Bonjour, J'ai un problème avec l'alcool. Cela n'est pas récent du tout : j'ai 27 ans et j'ai commencé à boire quelques verres le soir après les cours vers 23 ans. Cela s'est empiré au cours du temps. J'ai été pris en CDI en 2010 et ai été mis à l'arrêt pendant environ 5 mois pour crises de tremblement dû à un état anxieux... Crises de tremblements... Mais cet état anxieux n'était autre qu'un manque d'alcool qui me provoquait des tremblements. Aujourd'hui, j'ai perdu mon emploi, ma copine et j'ai l'impression de véritablement TOUT perdre au fur et à mesure (ma famille, mes amis, etc.) et de me détruire. Le problème est que, sans ce foutu alcool, je n'arrive pas à être "normal" en société (je suis d'avance de nature introvertie). Le déclic qui m'a poussé à faire des recherches sur Internet est lorqu'une de mes petites nièces de 2ans a sorti "De tout façon, tonton il est tout le temps bourré"... Ca m'a choqué et suis parti me réfugié... Dans l'alcool... Etant passé par un psychologue, un psychiatre (qui ne fait que me donner du valium à longueur de temps), un sophrologue, aujourd'hui, je ne sais plus trop quoi faire. Un des membres de mon entourage m'a parlé d'une cure de sevrage mais je ne m'en sens pas capable car j'imagine qu'il y a des "sortes de réunion" où il faut parler devant tout le monde et là, ça sera le drame... Je ne sais vraiment plus quoi faire...
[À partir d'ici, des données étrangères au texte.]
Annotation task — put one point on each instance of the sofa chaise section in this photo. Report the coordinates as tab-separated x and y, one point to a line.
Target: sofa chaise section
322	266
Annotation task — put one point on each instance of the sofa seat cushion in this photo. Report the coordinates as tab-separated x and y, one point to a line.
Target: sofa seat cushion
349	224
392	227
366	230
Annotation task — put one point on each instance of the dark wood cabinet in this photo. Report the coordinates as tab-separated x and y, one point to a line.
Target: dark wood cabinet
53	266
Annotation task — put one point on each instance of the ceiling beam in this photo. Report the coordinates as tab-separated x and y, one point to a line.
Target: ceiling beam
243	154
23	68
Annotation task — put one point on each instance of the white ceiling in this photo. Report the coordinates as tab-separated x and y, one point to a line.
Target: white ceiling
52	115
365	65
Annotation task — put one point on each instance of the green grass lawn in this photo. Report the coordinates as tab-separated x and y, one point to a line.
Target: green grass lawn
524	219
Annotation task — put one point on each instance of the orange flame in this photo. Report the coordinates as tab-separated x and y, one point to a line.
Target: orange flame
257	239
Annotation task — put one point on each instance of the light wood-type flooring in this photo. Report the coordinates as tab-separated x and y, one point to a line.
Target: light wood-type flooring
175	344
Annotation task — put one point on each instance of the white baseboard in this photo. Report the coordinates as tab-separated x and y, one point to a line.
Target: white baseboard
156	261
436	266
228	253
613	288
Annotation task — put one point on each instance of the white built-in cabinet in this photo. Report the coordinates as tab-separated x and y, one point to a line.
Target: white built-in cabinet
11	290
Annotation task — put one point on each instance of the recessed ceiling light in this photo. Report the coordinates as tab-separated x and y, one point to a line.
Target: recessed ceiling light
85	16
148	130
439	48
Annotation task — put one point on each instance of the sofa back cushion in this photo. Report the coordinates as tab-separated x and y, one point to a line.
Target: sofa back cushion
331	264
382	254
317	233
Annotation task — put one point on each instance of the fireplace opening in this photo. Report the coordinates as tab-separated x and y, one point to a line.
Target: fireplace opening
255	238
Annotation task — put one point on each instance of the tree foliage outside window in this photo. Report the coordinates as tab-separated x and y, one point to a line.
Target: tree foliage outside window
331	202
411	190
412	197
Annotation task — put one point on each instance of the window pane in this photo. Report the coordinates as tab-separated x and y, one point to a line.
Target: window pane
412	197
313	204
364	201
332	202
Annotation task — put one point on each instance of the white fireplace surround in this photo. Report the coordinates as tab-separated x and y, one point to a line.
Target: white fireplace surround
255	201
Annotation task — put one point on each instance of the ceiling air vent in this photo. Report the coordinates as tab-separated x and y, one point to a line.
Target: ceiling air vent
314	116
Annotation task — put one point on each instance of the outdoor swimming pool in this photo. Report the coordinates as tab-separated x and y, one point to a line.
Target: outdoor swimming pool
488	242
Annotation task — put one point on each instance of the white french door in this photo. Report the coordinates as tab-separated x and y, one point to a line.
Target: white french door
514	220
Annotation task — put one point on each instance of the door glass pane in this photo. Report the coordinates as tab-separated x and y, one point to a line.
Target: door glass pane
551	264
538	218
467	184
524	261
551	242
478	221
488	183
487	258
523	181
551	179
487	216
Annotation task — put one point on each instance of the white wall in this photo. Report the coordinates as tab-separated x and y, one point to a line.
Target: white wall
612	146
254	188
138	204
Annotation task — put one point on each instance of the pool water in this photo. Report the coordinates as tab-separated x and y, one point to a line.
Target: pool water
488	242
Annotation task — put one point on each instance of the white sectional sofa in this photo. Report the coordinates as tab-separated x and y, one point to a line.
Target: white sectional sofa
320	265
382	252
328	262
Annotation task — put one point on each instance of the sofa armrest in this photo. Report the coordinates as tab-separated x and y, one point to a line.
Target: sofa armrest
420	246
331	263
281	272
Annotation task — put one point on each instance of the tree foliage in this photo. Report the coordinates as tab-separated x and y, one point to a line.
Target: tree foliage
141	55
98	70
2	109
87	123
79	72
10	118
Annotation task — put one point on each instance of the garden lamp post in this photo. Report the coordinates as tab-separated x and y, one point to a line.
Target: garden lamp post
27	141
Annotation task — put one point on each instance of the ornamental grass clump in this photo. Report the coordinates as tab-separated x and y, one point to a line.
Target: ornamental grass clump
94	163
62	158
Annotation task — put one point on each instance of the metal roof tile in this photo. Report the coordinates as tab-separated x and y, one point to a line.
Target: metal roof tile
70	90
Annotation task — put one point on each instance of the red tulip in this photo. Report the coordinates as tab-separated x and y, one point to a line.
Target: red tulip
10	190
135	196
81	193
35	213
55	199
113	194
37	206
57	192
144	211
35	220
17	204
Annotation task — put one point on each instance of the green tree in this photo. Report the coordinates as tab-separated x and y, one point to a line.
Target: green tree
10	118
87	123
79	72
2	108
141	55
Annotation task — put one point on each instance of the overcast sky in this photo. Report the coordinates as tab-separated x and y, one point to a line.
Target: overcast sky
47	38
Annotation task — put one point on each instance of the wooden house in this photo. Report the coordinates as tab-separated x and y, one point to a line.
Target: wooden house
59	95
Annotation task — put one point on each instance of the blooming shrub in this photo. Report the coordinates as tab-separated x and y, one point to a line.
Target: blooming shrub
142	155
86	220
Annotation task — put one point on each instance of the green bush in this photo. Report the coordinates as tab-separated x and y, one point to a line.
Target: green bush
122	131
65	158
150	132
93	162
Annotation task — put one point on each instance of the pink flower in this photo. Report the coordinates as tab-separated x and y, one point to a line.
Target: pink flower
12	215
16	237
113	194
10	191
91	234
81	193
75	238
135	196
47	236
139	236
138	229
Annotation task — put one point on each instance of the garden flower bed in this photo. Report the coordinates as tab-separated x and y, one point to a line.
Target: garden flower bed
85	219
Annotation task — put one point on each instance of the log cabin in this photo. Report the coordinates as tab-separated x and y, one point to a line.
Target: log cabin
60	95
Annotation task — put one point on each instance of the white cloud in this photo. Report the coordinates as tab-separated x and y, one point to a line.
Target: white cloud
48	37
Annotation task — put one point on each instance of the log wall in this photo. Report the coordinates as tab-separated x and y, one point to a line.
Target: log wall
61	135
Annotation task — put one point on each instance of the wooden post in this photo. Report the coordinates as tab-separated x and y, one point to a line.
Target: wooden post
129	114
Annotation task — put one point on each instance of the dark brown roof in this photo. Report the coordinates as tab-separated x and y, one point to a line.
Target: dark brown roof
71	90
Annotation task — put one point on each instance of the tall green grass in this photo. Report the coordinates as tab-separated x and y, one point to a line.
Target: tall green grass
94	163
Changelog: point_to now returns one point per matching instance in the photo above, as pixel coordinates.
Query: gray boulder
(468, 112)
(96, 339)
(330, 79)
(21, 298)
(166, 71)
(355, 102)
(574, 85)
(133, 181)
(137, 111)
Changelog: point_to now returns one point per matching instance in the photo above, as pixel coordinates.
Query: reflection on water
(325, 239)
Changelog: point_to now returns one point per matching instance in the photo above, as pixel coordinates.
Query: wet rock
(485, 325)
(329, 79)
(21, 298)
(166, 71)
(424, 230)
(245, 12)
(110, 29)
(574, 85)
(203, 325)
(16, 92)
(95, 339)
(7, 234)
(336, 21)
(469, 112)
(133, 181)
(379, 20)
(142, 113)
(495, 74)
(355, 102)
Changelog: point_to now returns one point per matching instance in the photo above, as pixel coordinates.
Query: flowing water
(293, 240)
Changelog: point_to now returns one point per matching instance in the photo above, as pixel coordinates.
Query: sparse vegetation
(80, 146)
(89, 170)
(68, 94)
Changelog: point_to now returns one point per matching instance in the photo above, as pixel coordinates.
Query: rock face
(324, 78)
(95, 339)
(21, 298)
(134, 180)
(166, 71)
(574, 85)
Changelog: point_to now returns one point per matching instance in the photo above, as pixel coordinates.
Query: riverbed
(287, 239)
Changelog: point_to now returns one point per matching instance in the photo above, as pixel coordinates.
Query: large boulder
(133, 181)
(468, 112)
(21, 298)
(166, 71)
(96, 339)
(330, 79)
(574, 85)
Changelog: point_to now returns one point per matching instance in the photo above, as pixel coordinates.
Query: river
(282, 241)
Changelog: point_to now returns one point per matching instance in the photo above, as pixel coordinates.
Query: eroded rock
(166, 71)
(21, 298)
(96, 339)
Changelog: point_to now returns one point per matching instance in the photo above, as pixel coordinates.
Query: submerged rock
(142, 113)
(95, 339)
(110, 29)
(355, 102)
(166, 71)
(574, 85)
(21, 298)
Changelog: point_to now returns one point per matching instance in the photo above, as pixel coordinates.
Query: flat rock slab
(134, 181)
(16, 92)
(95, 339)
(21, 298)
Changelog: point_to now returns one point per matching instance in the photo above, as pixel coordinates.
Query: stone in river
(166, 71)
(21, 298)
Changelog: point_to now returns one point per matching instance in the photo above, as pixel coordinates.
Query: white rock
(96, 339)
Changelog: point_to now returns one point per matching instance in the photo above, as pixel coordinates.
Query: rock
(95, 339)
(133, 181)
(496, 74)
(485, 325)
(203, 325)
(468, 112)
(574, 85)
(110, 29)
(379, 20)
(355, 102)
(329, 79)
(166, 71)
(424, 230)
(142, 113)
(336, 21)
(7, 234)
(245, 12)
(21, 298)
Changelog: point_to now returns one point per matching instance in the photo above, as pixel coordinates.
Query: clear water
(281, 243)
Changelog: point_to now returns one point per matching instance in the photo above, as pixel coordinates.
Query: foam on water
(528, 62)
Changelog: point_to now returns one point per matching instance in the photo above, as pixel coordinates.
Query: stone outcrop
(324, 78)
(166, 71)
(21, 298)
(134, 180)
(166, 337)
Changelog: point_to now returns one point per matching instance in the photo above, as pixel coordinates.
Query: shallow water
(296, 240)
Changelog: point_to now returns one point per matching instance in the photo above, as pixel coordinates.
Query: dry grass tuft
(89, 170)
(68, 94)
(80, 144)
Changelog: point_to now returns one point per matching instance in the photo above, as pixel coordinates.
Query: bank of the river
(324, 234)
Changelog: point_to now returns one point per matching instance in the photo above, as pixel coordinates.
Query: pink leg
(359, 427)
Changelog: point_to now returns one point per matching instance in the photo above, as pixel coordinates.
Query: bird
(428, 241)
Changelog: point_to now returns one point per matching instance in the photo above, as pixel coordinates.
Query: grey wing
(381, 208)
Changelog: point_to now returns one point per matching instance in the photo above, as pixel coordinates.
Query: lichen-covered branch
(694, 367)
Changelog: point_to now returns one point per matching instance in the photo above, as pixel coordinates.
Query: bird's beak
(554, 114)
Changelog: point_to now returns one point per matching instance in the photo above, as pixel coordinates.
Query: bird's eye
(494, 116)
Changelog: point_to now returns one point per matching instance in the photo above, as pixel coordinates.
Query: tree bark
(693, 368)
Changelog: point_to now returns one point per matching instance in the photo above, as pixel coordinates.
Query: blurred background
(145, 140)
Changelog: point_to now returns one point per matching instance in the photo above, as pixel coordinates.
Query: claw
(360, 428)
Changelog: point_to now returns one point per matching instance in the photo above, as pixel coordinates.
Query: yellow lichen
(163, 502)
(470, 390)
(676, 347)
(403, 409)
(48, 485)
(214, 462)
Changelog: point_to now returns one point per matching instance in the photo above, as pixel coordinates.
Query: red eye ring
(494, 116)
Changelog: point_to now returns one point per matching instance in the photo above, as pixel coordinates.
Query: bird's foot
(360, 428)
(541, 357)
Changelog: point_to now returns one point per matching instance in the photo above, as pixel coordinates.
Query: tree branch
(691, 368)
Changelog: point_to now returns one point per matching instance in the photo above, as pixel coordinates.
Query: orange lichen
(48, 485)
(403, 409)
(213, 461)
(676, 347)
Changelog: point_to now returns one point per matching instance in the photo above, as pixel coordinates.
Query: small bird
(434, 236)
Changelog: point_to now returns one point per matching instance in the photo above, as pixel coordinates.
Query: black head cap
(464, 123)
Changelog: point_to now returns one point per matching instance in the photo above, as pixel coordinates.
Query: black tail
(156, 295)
Mise en ligne le 28/04/2014

Bonjour,

Vous avez récemment franchi une étape importante dans votre parcours de dépendance à l’alcool. Vous avez eu un déclic et vous commencez à entreprendre des démarches, des recherches d’informations concernant les soins.

Vous dites  « être passé » par un psychologue, un sophrologue et voir un psychiatre qui vous prescrit du valium. Ces démarches ont sans doute eu un effet positif sur vos angoisses. Mais dans la façon dont vous le formulez, il nous semble qu’il manque une coordination de ces soins, ou un sens pour vous. Comme si vous étiez peu acteur de vos soins et/ou comme si vous ne croyiez pas que cela puisse régler votre problème de dépendance.

Vous posez d’ailleurs la question de trouver des soins « ailleurs » ou « autrement » concernant ce problème de dépendance à l’alcool.

Il existe différentes formes d’aide et d’accompagnement des personnes dépendantes.

Nous vous en présentons succinctement trois. Des formes d’aide qui se distinguent mais qui peuvent être complémentaires l’une de l’autre, se croiser ou se superposer. Il n’existe pas de règles qui décriraient quelle méthode fonctionne le mieux. En réalité, il est important que la personne concernée par un problème de dépendance, connaisse les différents types d’accompagnement et qu’elle choisisse librement en fonction de ses possibilités et préférences celle(s) qui lui conviendrai(en)t le mieux.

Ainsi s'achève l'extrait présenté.